Großartige Bildergeschichte zum Leben der Tänzerin Isadora Duncan
Im Berliner Reprodukt-Verlag ist eine 136seitige Graphic Novell über das Leben der berühmten Tänzerin Isadora Duncan (1877-1927) erschienen. Die großartige Bildergeschichte mit dem schlichten Titel „Isadora“ stammt von Julie Birmant und Clément Oubrerie. Aus dem Französischen übersetzt hat sie Silv Bannenberg. Die 1877 in San Francisco geborene Duncan war eine US-amerikanische Tänzerin und Choreographin. Sie gilt als die Wegbereiterin des modernen sinfonischen Ausdruckstanzes und entwickelte ein völlig neues Körper- und Bewegungsempfinden.

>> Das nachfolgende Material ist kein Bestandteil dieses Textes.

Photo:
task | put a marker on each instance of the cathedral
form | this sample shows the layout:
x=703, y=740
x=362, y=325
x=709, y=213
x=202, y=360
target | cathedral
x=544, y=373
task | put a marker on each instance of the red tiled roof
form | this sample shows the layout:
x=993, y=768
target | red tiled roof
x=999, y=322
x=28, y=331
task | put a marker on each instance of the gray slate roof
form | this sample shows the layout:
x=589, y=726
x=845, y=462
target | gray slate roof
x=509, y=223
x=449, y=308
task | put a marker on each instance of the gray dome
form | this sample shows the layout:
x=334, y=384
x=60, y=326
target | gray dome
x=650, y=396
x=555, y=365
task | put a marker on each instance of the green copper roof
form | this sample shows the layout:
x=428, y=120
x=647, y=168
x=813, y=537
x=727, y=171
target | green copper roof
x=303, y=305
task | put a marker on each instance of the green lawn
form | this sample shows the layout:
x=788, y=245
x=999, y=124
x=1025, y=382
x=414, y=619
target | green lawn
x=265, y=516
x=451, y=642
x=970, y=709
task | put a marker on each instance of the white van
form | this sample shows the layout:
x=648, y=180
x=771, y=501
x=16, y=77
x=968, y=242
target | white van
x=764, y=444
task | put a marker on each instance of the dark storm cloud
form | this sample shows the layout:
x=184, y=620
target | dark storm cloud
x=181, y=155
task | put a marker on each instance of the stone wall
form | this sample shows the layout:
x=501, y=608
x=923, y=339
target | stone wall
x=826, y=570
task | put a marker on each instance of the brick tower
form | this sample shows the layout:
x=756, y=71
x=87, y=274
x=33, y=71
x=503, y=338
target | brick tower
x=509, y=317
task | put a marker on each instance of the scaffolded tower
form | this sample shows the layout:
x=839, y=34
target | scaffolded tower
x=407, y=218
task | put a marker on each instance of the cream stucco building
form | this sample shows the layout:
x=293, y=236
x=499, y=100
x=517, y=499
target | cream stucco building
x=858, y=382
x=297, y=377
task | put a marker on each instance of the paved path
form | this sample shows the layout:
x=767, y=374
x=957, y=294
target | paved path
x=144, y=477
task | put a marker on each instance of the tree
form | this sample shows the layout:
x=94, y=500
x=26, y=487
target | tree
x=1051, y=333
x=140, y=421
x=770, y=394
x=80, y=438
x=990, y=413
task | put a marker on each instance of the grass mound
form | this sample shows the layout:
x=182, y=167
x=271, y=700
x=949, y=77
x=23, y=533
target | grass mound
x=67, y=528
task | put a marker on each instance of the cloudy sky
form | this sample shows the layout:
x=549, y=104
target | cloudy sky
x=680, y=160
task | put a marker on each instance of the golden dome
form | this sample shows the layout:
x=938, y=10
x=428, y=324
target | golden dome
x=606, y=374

Mit 22 Jahren kommt sie nach Europa und tanzt sich innerhalb von nur wenigen Jahren zum Gipfel ihres Ruhmes.
Schon das Titelbild des fest gebundenen Buches zeigt, dass Duncan aber auch nichts mit dem klassischen Ballett gemein hatte, sondern sich von der griechischen Antike, den Wellen des Meeres und Künstlern wie Auguste Rodin inspirieren ließ. Sie trägt unter einem blauen, knöchellangen Tuch nur ein dünnes Nachthemd. Auf Schuhe verzichtet die hübsche junge Frau, tanzt barfuß und mit meist geschlossenen Augen. Die Graphic Novell beginnt mit der Landung eines kleinen Flugzeugs, das die junge Tänzerin mit ihrem Gatten Sergej Jessenin aus Moskau nach Berlin bringt, wo beide 1922 erst einmal in die russische Auswanderer-Szene eintauchen. Dann plötzlich ein Zeitsprung zurück und man erfährt, dass zehn Jahre zuvor zwei Kinder von Duncan in Paris bei einem Unfall ums Leben kommen und in der Seine ertrinken.
Ein weiterer Zeitsprung zurück führt nach London, wo die junge Tänzerin nach sechswöchiger Schiffsreise von Amerika mit Bruder, Schwester und Mutter ankommt. Hier besucht und bewundert sie die griechischen Skulpturen des British Museum, denen sie im Beisein eines Museums-Wärters - der sie für verrückt hält - mit ihrem Ausdruckstanz Leben einhaucht. Athene selbst erscheint ihr im Traum und fordert sie auf, die Menschen daran zu erinnern, dass sie als Göttin für Vernunft und Stärke steht, für Maß und Maßlosigkeit ebenso wie für eine grandiose Schlichtheit. Im Jahr 1900 reist sie weiter nach Paris, wo sie auf die faszinierenden Skulpturen von Rodin und schließlich auf den Bildhauer selber trifft.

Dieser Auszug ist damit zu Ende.